Using Custom Evidence

In some cases, you might want to run a policy against a custom piece of evidence that doesn’t match any of the built-in material types.

Structure Guidelines

We recommend that custom evidence has the following properties:
  • It’s in JSON format, since our policy engine only supports JSON.
  • The document has an identifier, and clear separation between that and it’s actual data, for example
Instead of this:
{
  "foo": "bar",
}
Have this:
{
  "id": "my-custom-evidence",
  "data": {
    "foo": "bar",
  }
}
This will allow you to write policies that can identify the provided evidence, skip it, etc.
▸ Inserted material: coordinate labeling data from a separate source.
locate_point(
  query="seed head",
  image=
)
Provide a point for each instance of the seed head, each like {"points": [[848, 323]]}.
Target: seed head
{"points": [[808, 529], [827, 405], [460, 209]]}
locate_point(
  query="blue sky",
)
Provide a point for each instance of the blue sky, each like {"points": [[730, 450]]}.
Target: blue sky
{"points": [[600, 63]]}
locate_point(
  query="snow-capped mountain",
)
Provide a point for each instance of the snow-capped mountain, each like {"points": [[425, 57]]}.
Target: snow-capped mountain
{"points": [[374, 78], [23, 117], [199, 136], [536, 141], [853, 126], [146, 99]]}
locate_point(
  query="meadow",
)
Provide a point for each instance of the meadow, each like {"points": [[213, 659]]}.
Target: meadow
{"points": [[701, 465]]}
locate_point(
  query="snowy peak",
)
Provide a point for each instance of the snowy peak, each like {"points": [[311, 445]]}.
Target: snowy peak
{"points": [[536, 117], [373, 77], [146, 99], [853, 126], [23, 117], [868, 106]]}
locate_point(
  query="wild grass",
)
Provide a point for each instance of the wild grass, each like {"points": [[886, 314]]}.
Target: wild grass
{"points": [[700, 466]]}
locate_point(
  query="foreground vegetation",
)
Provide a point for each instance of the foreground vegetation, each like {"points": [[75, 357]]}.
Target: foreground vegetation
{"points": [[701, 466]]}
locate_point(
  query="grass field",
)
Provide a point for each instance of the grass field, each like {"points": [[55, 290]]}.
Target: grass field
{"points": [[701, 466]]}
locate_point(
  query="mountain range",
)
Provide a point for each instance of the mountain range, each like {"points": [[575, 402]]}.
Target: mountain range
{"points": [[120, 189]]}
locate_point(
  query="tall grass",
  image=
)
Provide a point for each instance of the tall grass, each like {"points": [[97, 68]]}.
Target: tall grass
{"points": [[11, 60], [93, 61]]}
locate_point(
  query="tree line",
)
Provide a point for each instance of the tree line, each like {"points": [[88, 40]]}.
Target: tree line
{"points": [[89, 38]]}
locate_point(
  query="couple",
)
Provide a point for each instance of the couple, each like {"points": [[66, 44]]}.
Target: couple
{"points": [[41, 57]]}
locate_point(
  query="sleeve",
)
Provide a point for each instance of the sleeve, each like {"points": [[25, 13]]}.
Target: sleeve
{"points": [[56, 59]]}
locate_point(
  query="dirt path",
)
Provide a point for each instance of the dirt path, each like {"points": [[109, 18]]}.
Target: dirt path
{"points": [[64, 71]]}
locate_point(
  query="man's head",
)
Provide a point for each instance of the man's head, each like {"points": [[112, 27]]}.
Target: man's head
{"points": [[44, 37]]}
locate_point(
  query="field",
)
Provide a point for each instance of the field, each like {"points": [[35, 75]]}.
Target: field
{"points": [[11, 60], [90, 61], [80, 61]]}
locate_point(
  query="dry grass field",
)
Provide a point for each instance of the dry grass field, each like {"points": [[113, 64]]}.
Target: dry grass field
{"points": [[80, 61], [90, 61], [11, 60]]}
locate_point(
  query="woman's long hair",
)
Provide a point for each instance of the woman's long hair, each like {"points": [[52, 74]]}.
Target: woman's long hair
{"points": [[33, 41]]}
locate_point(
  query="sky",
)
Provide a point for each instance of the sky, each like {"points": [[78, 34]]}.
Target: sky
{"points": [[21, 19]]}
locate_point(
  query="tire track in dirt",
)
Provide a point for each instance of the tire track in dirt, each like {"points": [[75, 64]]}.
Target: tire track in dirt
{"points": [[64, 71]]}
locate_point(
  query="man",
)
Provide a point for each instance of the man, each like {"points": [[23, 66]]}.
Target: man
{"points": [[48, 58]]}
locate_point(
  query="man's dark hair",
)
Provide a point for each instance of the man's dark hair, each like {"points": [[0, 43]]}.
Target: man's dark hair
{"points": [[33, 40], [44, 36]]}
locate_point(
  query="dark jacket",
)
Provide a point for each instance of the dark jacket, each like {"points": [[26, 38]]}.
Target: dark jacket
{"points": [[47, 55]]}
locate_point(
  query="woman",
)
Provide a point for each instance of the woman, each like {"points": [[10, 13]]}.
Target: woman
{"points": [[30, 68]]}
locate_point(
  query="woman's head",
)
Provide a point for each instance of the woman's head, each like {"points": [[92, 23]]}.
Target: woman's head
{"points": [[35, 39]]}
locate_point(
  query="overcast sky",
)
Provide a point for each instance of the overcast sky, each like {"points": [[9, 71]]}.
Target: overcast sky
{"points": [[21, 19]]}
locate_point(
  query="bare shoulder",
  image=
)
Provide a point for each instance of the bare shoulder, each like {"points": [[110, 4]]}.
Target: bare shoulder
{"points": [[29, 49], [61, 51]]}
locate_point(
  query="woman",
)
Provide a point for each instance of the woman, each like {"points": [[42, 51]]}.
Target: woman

For example, we can now write a policy that skips the evaluation if it’s not this specific piece of evidence:
# From the rego template
valid_input if {
    input.id == "my-custom-evidence"
}

Troubleshooting

Common Issues

  • Rego type conflicts: Remove default violations := [] when using violations contains msg if rules
  • Missing material kind: Always specify --kind parameter in eval command
  • Invalid JSON: Ensure your material files are valid JSON format
  • Time calculations: Use nanoseconds for time comparisons in Rego policies

Debugging Tips

  • Use chainloop policy develop lint --format to fix formatting issues
  • Test with minimal examples first, then add complexity
  • Check the Rego Playground for syntax validation
  • Use the CLI development workflow: init → lint → eval → iterate

Performance Best Practices

  • Minimize iterations: Use some and contains efficiently
  • Early exits: Place most restrictive conditions first in rules
  • Avoid deep nesting: Flatten complex object traversals where possible
  • Cache calculations: Store expensive computations in variables

Policy Engine Constraints

To ensure the policy engine work as pure and as fast as possible, we have deactivated some of the OPA built-in functions. The following functions are not allowed in the policy scripts:
  • opa.runtime
  • rego.parse_module
  • trace
Also http.send has been isolated so only requests to the following domains are allowed:
  • chainloop.dev
  • cisa.gov
This prevents unexpected behavior and potential remote exploits, particularly since these policies are evaluated client-side.